Yi in Action: Common Questions
Q:My job pays well but drains all my energy every day — I come home a wreck. I want to switch but my income will definitely drop. How do I decide if it's worth it.
A:
Do a long-term calculation. Your current salary is four hundred thousand. You work ten hours a day — your hourly rate is about one hundred fifty. But you're not just paying these ten hours. The three hours after work — you're useless. You can't study, can't exercise, can't be with family. Half your weekend goes to recovering energy — you lie in bed till Sunday afternoon. Add these hidden costs — your real hourly rate is under eighty. Switch to a lower-paying job that doesn't drain you — three hundred thousand. You leave at six — you still have three hours that belong to you. You use those three hours to learn a new skill. A year later you earn your first side income from this skill — twenty thousand. This year you made four hundred twenty thousand — not lower than before. But what you got back isn't money — it's your energy, your health, the time to eat dinner with your family. These aren't numbers on a pay stub — they're your real balance. With that four-hundred-thousand job — your balance was going negative every day. Your balance isn't your bank account — it's how much longer you can keep running.
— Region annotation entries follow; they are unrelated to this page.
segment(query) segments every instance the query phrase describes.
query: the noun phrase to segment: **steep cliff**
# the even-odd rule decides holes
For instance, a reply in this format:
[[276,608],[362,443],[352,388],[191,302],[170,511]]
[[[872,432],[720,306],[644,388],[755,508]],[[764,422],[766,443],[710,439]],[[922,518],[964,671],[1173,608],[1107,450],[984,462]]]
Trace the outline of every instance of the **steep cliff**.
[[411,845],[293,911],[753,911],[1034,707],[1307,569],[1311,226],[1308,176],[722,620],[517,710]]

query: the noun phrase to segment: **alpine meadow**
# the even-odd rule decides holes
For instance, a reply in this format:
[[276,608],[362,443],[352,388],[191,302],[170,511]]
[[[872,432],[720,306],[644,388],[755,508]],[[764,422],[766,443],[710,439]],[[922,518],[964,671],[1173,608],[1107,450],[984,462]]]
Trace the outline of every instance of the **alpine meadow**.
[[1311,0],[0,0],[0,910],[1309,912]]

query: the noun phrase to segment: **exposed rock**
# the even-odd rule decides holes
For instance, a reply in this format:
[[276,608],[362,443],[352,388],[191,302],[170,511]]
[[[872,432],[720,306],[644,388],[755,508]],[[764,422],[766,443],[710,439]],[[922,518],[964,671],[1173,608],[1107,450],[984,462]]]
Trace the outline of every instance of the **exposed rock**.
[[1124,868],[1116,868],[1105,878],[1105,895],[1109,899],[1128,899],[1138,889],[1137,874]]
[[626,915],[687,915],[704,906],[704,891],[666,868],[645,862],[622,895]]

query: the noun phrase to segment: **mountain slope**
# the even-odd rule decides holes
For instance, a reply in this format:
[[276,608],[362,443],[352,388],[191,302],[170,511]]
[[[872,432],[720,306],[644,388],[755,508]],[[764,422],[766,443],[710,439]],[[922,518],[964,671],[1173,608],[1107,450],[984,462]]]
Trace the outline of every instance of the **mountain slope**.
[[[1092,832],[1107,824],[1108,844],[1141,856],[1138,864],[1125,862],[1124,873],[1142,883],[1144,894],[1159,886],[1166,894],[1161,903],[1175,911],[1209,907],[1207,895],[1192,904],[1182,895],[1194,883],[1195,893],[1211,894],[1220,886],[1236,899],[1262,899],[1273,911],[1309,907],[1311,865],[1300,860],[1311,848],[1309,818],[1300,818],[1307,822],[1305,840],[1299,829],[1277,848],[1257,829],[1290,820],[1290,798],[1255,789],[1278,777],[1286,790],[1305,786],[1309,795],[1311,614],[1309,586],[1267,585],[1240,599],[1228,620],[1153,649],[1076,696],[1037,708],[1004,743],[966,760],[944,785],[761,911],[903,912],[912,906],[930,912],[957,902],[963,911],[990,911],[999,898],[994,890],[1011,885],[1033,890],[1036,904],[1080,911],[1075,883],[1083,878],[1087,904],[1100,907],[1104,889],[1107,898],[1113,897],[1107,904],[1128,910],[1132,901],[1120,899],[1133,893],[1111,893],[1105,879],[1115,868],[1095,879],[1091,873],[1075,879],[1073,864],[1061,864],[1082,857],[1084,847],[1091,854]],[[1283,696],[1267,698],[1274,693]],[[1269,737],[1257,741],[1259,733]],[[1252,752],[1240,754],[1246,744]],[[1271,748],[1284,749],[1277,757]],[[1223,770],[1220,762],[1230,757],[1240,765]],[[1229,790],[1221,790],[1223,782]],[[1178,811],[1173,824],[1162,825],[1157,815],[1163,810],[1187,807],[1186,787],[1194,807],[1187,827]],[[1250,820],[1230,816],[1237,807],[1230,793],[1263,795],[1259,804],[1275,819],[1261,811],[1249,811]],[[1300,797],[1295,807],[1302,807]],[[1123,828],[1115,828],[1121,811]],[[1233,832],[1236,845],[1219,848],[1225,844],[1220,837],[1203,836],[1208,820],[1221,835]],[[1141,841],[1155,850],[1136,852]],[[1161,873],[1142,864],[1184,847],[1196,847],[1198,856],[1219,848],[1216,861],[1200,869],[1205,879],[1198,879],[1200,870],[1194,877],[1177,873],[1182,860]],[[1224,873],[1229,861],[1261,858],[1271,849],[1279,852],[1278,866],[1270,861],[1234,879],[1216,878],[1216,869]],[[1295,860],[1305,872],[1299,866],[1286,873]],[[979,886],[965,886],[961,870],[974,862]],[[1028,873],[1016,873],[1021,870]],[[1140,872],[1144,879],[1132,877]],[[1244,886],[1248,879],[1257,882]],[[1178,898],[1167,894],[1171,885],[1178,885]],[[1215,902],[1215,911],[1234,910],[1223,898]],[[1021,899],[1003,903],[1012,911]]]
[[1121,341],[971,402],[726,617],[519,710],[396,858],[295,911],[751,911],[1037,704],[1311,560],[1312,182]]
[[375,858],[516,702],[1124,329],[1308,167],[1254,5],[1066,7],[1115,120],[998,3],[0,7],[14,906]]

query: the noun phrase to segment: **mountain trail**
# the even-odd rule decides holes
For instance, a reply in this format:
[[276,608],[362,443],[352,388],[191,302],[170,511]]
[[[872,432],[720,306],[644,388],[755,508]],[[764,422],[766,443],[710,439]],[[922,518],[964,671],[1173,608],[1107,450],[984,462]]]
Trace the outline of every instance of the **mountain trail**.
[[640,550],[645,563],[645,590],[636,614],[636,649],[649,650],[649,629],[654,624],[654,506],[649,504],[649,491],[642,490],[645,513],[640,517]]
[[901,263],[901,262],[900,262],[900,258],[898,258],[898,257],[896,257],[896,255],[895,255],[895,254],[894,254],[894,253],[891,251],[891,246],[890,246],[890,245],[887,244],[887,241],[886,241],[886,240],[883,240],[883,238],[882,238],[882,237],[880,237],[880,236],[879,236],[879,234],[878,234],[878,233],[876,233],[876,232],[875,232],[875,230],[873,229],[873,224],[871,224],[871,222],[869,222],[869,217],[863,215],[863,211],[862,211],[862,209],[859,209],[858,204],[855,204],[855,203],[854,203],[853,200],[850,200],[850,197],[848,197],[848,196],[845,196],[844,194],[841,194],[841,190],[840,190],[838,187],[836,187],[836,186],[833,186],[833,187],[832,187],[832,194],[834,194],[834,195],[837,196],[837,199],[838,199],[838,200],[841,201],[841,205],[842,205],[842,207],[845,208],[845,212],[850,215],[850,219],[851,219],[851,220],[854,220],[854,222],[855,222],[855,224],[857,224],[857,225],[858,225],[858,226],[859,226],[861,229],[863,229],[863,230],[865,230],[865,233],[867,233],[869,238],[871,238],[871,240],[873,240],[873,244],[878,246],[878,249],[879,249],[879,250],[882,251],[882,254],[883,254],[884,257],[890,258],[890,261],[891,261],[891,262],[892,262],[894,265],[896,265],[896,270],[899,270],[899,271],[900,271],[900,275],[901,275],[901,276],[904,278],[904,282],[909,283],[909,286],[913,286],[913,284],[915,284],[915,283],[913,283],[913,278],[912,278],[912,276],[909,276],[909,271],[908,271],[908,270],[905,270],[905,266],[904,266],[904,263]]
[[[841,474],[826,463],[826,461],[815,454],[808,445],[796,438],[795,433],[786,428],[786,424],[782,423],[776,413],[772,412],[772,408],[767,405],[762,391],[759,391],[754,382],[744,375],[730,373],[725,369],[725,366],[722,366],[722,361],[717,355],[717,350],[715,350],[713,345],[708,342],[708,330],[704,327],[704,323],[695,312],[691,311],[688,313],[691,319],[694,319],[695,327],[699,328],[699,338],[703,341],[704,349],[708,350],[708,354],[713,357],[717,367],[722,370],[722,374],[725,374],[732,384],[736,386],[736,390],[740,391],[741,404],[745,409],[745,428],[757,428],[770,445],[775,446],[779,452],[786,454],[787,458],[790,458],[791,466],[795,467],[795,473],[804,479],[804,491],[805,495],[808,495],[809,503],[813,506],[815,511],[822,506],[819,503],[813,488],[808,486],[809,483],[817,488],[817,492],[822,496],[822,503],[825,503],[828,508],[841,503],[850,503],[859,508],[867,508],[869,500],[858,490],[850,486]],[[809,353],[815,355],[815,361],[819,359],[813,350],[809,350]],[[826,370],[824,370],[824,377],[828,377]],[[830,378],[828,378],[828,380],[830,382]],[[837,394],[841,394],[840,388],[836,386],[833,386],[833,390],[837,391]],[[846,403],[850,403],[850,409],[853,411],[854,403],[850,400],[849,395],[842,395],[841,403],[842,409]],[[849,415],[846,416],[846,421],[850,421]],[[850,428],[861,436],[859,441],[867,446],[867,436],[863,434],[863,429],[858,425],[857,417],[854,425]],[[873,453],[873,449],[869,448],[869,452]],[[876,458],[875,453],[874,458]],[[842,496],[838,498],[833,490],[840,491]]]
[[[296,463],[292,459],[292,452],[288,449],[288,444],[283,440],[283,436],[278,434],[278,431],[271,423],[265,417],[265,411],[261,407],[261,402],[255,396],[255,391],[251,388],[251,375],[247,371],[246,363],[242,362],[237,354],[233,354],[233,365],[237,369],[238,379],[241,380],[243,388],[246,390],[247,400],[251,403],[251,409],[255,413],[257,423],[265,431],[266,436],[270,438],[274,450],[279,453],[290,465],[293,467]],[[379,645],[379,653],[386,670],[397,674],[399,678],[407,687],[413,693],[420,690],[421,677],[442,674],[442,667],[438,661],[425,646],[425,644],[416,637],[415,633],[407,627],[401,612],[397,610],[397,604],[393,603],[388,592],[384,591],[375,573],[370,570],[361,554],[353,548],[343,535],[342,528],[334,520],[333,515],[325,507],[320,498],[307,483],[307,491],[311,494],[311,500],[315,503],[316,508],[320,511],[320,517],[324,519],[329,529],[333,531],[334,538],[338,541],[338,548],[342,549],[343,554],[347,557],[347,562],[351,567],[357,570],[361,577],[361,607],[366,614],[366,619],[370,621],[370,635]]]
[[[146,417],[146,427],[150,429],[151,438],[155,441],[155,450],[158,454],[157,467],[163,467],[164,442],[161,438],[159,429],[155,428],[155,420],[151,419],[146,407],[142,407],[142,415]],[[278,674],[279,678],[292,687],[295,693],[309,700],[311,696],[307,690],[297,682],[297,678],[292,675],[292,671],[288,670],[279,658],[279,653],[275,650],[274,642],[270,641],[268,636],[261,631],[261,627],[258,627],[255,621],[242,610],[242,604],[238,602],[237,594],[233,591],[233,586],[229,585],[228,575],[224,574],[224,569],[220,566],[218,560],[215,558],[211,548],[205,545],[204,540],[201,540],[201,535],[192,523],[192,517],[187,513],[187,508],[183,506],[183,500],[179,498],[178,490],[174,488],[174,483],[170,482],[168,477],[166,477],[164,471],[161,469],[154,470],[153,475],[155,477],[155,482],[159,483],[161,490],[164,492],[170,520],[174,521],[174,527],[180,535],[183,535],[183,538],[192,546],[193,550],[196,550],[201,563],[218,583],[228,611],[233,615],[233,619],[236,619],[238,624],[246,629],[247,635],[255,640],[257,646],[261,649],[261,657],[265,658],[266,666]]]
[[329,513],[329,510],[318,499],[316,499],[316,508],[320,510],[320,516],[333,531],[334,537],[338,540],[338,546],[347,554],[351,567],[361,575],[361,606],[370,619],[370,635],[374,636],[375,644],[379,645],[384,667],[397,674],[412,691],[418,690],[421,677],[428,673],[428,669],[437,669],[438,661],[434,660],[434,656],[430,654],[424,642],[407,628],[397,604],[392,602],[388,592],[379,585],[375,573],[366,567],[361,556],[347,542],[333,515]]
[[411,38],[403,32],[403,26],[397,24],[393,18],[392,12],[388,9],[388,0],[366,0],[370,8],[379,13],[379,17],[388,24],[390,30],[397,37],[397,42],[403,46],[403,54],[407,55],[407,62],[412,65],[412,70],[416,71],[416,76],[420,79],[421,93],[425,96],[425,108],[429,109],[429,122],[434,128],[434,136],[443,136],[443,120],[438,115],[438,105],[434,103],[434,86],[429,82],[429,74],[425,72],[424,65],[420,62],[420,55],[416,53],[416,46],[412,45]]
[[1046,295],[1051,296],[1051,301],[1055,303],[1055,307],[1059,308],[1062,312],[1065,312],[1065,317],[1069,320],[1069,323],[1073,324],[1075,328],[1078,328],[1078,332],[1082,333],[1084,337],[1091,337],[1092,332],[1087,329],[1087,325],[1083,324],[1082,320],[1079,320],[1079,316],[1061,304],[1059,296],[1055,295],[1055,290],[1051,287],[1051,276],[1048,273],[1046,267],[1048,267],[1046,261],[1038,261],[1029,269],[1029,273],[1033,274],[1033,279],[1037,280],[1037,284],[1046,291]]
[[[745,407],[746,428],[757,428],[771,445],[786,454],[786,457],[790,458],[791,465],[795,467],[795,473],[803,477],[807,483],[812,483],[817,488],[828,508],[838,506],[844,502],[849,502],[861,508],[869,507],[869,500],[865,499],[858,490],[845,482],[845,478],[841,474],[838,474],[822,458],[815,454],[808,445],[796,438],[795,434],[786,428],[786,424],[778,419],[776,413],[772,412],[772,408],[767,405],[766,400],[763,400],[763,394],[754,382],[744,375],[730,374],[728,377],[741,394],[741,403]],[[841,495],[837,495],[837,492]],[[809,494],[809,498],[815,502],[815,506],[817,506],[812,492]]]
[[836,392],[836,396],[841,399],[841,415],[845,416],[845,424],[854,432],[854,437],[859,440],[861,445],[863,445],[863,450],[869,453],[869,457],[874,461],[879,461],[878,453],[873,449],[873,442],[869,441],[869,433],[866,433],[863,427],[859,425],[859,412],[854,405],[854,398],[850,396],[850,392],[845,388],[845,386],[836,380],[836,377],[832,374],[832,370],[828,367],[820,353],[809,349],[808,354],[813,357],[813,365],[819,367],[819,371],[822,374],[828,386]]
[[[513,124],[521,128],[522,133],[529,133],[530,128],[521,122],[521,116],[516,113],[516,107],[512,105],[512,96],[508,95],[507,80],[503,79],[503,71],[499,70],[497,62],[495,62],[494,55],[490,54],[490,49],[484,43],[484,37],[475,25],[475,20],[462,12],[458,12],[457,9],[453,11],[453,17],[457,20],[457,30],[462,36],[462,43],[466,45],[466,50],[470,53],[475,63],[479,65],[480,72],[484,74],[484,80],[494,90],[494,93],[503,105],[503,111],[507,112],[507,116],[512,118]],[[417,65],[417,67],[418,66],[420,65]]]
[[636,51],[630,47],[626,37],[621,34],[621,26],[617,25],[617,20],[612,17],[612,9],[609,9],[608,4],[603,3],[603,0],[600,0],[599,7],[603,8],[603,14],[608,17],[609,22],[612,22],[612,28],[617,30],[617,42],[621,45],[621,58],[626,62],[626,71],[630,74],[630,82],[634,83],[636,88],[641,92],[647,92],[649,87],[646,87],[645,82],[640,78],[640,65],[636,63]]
Q:My friend keeps draining me — every time they contact me it's to vent, never asking what's happening with me. I feel bad cutting them off, but I'm almost completely emptied out.
A:
You don't have to cut them off. But you must set a boundary. Boundaries aren't 'you can vent but no more than twenty minutes' — nobody remembers boundaries like that. Real boundaries change the form of your meetings. Before, they'd call you for coffee and then dump their misery. Next time they reach out — say 'I've been running lately, want to run a lap together.' They can't vent while running — they have to breathe. Your relationship gets reset through movement. You gave them a new mode of being together — not you unilaterally listening. You doing something together. If they accept this new mode — it means they're willing to build a two-way relationship. If they can't accept — they'll find excuses to decline. Then you know — they don't want to be with you. They want an audience. There are thousands of audiences — it doesn't have to be you.